Valencia could be improved a lot. It doesn't work all food tiles, which means that it could have grown much larger. I see that you've worked the production tiles before, but to compensate them, you have to build farms all around. Most city locations are chosen well, though Iruna is to small to be significant and Bambaluna would be better if it would be SE.
Some improvements don't remove forests. Windmills were better than mines, because they give food and money and production, and mines only give 2 production. However, windmills remove forests, mines don't. So I build mines only on forested tiles, and windmills only on tiles without trees. Same deal for watermills, a forested grassland rivertile should have a watermills (better than a lumber mill). That's my strategy though, it won't be the best. It might be useful to improve Toledo though, since it has no food to work the mines. Windmills are better in this situation.
Compared to RFC, the land-water ratio is very high, so workers are more important. It is very important to have some workers improving all tiles as much as possible. The starting workers really can't show the full potential.
Your city locations are OK, but you have too many. It would go too far to lure the barbarians to North Africa, but the city adds next to nothing. A city on the south coast near the resources would be better. I see that you have 16 cities, so building another one isn't a good idea. The research bar shows that SM costs more than 30,000 beakers. With 10 cities, it would have been much cheaper. The cities in France are big, but undeveloped, so they harm science rates.
The event log shows 6 anarchies. Every anarchie costs 3 points, so 6 anarchies costs an entire stability level. It seems that both anarchies in 1179 AD and in 1218 AD could have been combined. About your combinations, I'm not sure, 3Miro can probably explain this. Foreign relations are also low. Despite having another state religion, most civs aren't that upset when you meet them. I donate them 10 gold to get the +4, enough to make them Cautios or even (temporary) Pleased. They will sign Open Borders.
Another small trick is that some of the science producers could be transformed into wealth producers. I don't know why, but the science slider has more impact than the production science, so building wealth results in more research AND more money.
Arabia is willing to trade some techs. Tech trading is very important in the early game. Research cheap techs (3 turns to research), and sell them to rich civs, especially Frankia. Byzantium is also very happy to trade techs, so if possible, send out a scout and try to trade something. Trading resources may work too. Currently, you've 6 wine, and you only need one. The Vikings have 13 gold left, more than enough to buy something. The AI changes their gold/research rate very often, so while they sometimes have nothing to trade, the next turn they have lots of gold (Byzantium, Frankia). Trading maps is a good way to get new contacts, and some money.

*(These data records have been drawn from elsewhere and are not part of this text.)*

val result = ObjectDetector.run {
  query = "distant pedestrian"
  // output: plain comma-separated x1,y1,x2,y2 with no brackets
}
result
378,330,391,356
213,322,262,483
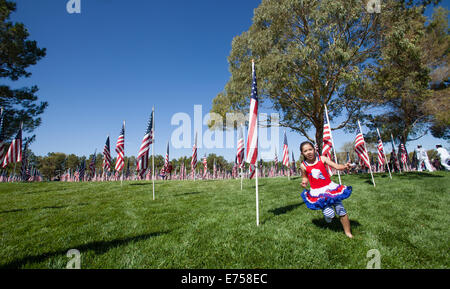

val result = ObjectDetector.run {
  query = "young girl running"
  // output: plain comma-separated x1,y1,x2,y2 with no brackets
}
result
300,142,353,238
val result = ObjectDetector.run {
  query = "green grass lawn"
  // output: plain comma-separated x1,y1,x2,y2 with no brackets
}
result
0,172,450,269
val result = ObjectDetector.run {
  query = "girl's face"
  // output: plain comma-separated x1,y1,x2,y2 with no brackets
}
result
302,144,316,161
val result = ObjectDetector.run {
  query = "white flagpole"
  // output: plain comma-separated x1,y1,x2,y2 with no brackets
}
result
239,123,245,191
324,104,342,185
377,128,392,180
358,120,375,187
255,163,259,226
120,121,125,186
391,133,402,173
152,106,155,200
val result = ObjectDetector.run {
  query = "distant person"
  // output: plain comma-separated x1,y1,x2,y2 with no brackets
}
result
436,144,450,171
431,158,442,171
300,141,353,238
416,145,433,172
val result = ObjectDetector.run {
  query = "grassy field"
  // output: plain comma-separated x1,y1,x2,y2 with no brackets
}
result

I hope this helps. It's a quick observation, not a detailed strategy guide but it may work in general. I have to admit though that you just had some bad luck. Venice has more cities than they usually do, these cities in Russia seem to be very important. I've only seen Moscow collapsed once or twice, so it is certainly not common that Venice is that strong.
EDIT: Wasn't the mod supposed to end in 1800 AD? Nick's screenshot says that it ends in 1760 AD. That might explain why the Dutch start in 1540 AD, AFAIK they should start in 1580 AD. Possibly that's why the UHV's are messed up, the date is simply wrong.